We often get caught up solely in the physical rewards of diet. Maybe, we decide to eat more veggies and cut out bread in order to shed some pounds. Or, on the other hand, we eat more protein so we can gain muscle. Regardless of the reason, most of us think about food and how it affects us physically. How often do we think about how diet affects the brain?
Food not only fuels the energy of our brain, but it can also promote mental health. So, taking care of your mind is just as important as taking care of your body.

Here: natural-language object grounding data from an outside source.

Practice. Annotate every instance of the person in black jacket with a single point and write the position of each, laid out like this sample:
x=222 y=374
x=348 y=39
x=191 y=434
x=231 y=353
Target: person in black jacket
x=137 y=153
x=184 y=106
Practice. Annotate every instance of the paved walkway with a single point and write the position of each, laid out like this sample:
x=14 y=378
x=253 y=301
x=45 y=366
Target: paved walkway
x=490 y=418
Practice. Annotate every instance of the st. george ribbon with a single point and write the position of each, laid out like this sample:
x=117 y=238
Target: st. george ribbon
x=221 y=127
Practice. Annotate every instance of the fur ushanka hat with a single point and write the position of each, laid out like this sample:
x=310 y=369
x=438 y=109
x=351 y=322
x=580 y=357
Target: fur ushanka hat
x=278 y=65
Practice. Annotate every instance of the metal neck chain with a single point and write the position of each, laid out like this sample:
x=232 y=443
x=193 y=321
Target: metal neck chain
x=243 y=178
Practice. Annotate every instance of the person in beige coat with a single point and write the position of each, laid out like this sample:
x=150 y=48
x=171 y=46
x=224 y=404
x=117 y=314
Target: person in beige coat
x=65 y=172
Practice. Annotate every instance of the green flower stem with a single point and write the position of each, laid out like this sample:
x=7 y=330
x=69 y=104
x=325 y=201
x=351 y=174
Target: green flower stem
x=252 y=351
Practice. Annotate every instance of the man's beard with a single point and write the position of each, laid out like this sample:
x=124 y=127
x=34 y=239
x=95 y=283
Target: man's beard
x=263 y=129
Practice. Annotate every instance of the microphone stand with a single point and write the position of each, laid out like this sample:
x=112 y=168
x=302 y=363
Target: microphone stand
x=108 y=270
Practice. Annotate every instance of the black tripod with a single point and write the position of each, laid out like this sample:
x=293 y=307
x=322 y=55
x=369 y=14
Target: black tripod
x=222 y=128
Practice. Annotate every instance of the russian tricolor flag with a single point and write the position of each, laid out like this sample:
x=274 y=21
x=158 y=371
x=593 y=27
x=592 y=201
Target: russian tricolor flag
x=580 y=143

Luckily, you can care for both by incorporating healthy eating habits!
Try adding some of these foods into your diet to support your brain health.
Oily fish, like salmon, mackerel and trout, are high in omega-3 fatty acids and DHA. Since the brain is 60% fat, oily fish gives it added fat and fuel.
Berries, like blueberries, blackberries and strawberries are high in antioxidant properties and have been known to protect cells against free radical damage.
Leafy greens, like spinach, kale and swiss chard, are high in vitamin E. All the more reason to eat your daily greens!
Olive oil is filled with omega-3 fatty acids, vitamin E and monounsaturated fats. All of these are great not only for the brain, but for heart health* too!
Pumpkin seeds are an excellent source of zinc and magnesium. Plus, they’re filled with antioxidants that protect against free radical damage.
Packed with vitamin K, broccoli is the ultimate brain food. Plus, broccoli is known to slow the breakdown of neurotransmitters, which is a huge win for the nervous system.
Nuts are another great dietary source of vitamin E. Top picks are walnuts, almonds and hazelnuts. Aim to eat a handful of nuts every day!
Complex carbs, like whole grains, beans, legumes and sweet potatoes are rich in glucose, which is needed fuel for your brain!
Water is needed for every cell in the body, including those in the brain. Try starting your day with a tall glass of water and continuing to drink at least two liters of water everyday.
As always, please consult your healthcare provider before making major changes in your diet to ensure it’s the right choice for your nutritional needs.